Resiniferatoxin-mediated cardiac sympathetic afferent denervation improves post-MI ventricular remodeling and function in dogs

Following a myocardial infarction (MI), autonomic imbalance can severely impair left ventricular (LV) remodeling, contributing to adverse cardiac outcomes. Current standard-of-care often struggles to fully mitigate this imbalance. Ganglionated plexi (GP) are critical nodes in the autonomic nervous system, and their dysfunction is implicated in post-MI pathology. Targeting cardiac sympathetic afferent neurons through interventions like cardiac sympathetic afferent denervation (CSAD) offers a promising strategy to restore autonomic balance and improve cardiac recovery.
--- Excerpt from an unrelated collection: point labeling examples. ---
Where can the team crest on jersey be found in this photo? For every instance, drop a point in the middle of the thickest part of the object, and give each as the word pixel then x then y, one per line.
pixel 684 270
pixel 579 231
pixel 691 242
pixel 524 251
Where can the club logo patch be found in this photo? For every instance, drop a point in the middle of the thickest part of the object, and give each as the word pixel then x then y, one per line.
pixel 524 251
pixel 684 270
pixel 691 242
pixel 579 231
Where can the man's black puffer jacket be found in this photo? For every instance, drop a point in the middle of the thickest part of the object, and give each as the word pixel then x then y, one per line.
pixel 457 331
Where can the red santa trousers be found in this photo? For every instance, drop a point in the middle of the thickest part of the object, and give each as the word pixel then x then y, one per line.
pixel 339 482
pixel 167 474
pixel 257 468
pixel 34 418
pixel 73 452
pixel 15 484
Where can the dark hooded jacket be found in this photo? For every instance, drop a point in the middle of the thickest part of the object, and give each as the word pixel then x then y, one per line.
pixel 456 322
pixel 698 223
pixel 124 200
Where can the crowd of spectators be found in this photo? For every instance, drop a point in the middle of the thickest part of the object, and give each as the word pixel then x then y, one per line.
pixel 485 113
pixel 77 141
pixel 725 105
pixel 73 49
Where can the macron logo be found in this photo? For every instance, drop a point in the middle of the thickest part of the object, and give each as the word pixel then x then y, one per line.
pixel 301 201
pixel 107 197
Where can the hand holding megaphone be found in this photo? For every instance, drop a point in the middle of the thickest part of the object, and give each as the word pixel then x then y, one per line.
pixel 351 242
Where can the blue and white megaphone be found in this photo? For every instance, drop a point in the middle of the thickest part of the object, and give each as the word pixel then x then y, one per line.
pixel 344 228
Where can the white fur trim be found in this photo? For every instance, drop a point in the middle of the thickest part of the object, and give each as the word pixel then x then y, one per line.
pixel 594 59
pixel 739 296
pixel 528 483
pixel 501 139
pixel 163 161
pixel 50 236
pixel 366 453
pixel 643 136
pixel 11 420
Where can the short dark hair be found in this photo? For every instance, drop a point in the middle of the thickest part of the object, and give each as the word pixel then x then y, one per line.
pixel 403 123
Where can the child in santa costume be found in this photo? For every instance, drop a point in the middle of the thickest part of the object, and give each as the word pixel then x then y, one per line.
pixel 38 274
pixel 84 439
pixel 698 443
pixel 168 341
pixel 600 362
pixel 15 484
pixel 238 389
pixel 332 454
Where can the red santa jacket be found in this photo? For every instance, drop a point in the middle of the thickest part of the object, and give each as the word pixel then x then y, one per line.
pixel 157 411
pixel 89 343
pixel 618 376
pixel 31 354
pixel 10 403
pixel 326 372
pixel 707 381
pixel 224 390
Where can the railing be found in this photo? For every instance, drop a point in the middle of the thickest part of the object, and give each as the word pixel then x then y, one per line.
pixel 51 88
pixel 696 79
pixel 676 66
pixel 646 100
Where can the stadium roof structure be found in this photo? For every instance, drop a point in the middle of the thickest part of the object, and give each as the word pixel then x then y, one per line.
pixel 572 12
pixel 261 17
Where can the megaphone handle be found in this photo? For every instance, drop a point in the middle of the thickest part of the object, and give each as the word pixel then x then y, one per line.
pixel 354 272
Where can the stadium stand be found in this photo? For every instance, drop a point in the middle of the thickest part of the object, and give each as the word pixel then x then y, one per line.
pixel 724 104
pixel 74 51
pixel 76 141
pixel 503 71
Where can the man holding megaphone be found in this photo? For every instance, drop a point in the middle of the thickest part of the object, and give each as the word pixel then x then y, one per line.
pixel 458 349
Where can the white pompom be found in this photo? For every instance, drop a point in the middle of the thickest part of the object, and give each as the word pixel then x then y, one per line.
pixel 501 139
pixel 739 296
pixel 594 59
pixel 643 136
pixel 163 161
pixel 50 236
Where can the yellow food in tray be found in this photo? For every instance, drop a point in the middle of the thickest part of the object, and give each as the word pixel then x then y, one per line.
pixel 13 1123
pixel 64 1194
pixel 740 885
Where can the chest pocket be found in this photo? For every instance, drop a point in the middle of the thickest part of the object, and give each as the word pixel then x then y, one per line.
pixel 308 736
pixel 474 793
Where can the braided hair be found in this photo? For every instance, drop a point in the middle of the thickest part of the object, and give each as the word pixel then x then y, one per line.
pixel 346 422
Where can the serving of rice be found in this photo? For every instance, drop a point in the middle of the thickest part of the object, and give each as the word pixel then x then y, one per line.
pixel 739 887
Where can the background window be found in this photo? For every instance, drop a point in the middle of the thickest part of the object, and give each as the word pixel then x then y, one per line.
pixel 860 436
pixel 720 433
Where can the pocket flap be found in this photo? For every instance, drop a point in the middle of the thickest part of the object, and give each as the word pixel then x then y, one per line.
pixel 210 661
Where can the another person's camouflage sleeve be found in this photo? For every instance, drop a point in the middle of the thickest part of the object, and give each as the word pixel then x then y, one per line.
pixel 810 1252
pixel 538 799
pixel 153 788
This study randomized 31 beagle dogs into three groups: MI group (n=12), CSAD group (n=10), and Control group (n=9, sham surgery). In the CSAD group, Resiniferatoxin (RTX), a neurotoxic TRPV1 antagonist, was injected into the anterior right ganglionated plexi (ARGP) only once. Dogs were followed for 4 weeks post-MI. Primary endpoints included left stellate ganglion (LSG) activity and remodeling, LV dilation, LV function, and levels of inflammatory and neurohormonal biomarkers like hs-CRP, NE, NT-proBNP, and NPY.

After 4 weeks, CSAD treatment in MI dogs led to a significant decrease in left stellate ganglion (LSG) activity and improved LSG remodeling. Critically, the treatment also resulted in reduced LV dilation and improved LV function. This indicates a direct beneficial effect on cardiac mechanics. Furthermore, CSAD treatment significantly attenuated adverse LV remodeling in post-MI LV tissue, suggesting a structural protective effect. The intervention also demonstrated positive modulatory effects on key biomarkers:

CSAD treatment improved levels of high-sensitivity C-reactive protein (hs-CRP), norepinephrine (NE), N-terminal prohormone of brain natriuretic peptide (NT-proBNP), and Neuropeptide Y (NPY), all of which are associated with cardiac stress and inflammation.